Automated design of thermally stable heteroleptic precursors by computational screening
Dr. Simon Elliott
Director of Atomic Level Process Simulation – Schrödinger Inc.
Ligand choice in ALD/CVD precursors is crucial for throughput, stoichiometry, impurities and process temperature. Heteroleptic precursors (containing more than one type of ligand) are one way to compromise between conflicting chemical requirements. However to date we have barely ‘scratched the surface’ of the vast chemical space of possible heteroleptic precursors. As an example to illustrate the magnitude of the design problem, 8,855 chemically-distinct complexes can be formed by combining four of 20 ligands around a tetravalent metal center. Clearly, an exhaustive experimental analysis is not possible. Instead we look to computational screening to narrow down the search to the most promising options. Here we present a computational approach for screening metal precursors with respect to thermal stability. The computational strategy is illustrated on the example of Zr precursors for zirconium nitride, used as a hard coating to protect industrial parts in corrosive environments.
CVD precursors should decompose unimolecularly at elevated temperature in the reactor and we therefore seek complexes with moderately low energies for homolytic bond dissociation (i.e. into a pair of radical fragments). ALD on the other hand requires the gas-phase stability of precursors to be as high as possible, as this dictates the upper temperature limit for ALD.

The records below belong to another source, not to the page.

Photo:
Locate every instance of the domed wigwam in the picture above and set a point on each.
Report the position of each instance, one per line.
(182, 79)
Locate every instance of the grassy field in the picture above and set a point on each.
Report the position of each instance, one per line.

We first enumerate over ligands. Even a small ligand library of just six O-free, N-bearing ligands (amines, amidinates, cyano and guanidinate, with various alkyl groups) gives 6^4=1296 possible complexes, but many are symmetrically equivalent or over-coordinated, leaving 81 for optimization with density functional theory (DFT). To study thermal stability requires a second phase of enumeration, over the 1280 different bonds that can be broken in these complexes, yielding a set of radical fragments that are also computed at the DFT level. It is clear that every step in this computational workflow requires robust and efficient automation.
DFT reveals that the lowest bond dissociation energies are obtained for cleaving intact ligands from the metal. The least thermally stable complexes are found to be zirconium amides with bidentate amidinates/guanidinates, and so we predict that these would be the best CVD precursors. We observe very little steric effect when replacing methyl groups with ethyl groups. By contrast, cyano groups have a stabilizing influence, suggesting that similar electron-withdrawing groups would be useful as spectator ligands in heteroleptic precursors for ALD. On the basis of this sample system, we discuss the general requirements for chemical enumeration software and the limits faced by automation.